Pero no. Ante sus ojos aparecieron restos de muros, columnas tumbadas y lo que fue la sacristía de una iglesia. Todo construido con el inconfundible estilo en que lo hacían los jesuitas.
El descubrimiento, que acaba de darse a conocer, surgió a partir de una idea de los miembros de la División Antropología del museo platense, entre los que se encuentran los doctores Horacio Calandra y Alfredo Tomasini, arqueólogo el primero y etnógrafo el segundo. El paso inicial fue realizar un viaje de reconocimiento para explorar las costas del río Pasaje-Salado, conocidas durante los años de la colonia como «la frontera». Una zona hoy inhóspita, olvidada desde siempre por los científicos.
«El río Salado era una verdadera frontera -explicó Tomasini en diálogo con La Nación -. Hasta allí llegaba la gobernación de Tucumán. Pero al este del río comenzaba el desierto del Gran Chaco, una región inexplorada, llena de indígenas belicosos.»
Precisamente, fue esa conflictiva convivencia la que dio impulso a la construcción de un puñado de fuertes y misiones religiosas por parte de los españoles.

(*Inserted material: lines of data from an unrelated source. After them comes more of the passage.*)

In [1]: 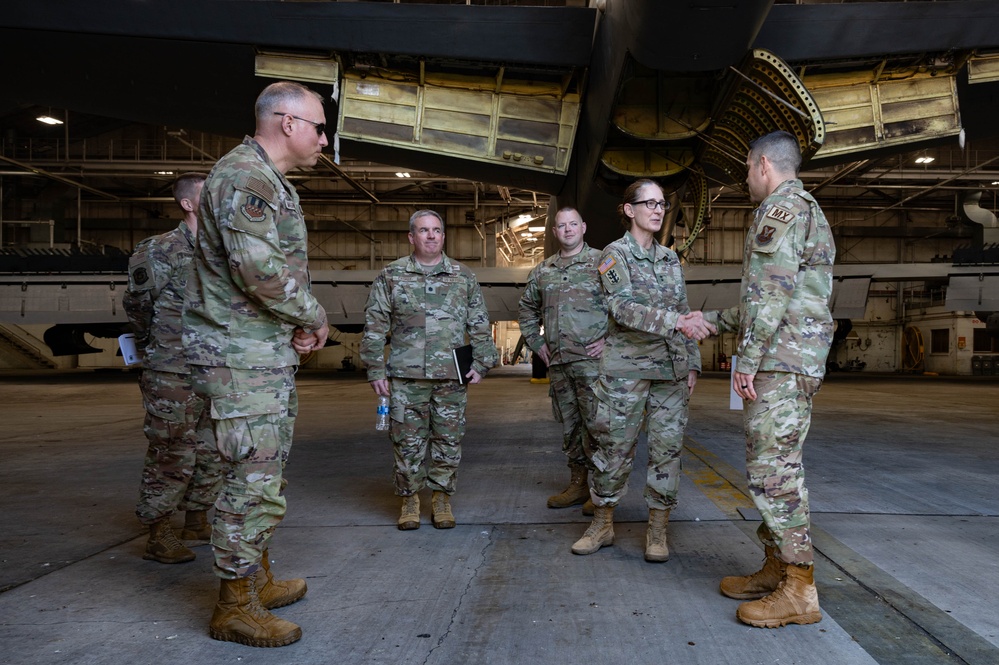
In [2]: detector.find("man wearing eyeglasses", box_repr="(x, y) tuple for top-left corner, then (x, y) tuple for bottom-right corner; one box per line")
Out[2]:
(520, 208), (607, 513)
(183, 81), (329, 647)
(705, 132), (836, 628)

Sin embargo, con los años la región cayó en el olvido, para luego volverse rica en leyendas de ciudades perdidas y tesoros.

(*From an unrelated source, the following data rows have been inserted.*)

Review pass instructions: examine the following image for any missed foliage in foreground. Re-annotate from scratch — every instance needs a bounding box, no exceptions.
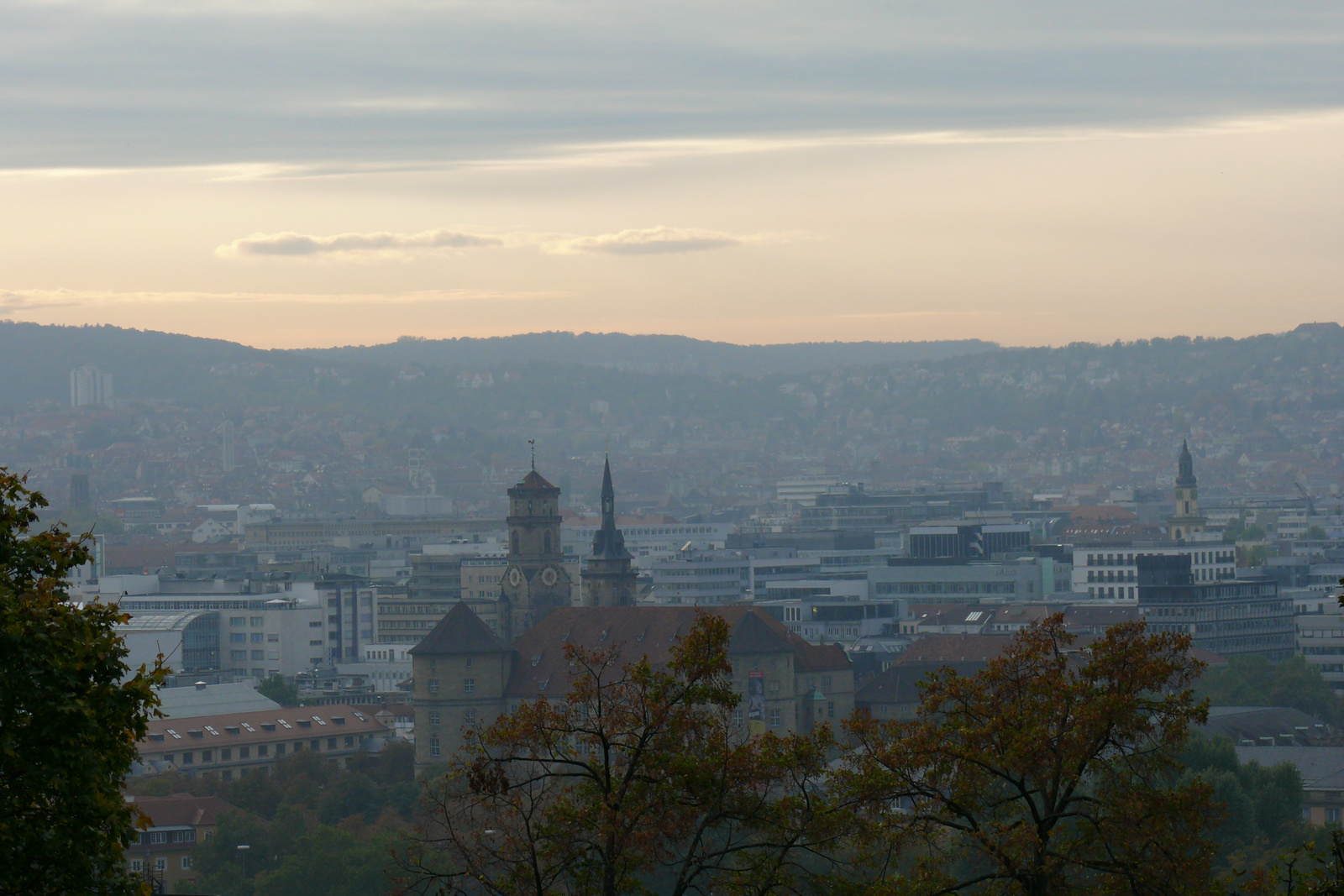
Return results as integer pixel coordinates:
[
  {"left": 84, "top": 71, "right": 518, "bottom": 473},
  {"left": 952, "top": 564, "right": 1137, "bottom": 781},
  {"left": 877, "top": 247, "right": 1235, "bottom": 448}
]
[
  {"left": 837, "top": 616, "right": 1218, "bottom": 896},
  {"left": 402, "top": 614, "right": 844, "bottom": 896},
  {"left": 0, "top": 468, "right": 165, "bottom": 894}
]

A ambos lados de la frontera
Los investigadores saben que, a su tiempo, aquel lugar también sirvió de frontera para las culturas indígenas: de un lado se encontraban las andinas y del otro, las del Chaco.
«Había, por ejemplo, lules y vilelas, etnias con un patrimonio cultural igual al de los grupos chaqueños, pero con lenguas similares a las andinas», agregó Tomasini, que al igual que Calandra es investigador del Conicet.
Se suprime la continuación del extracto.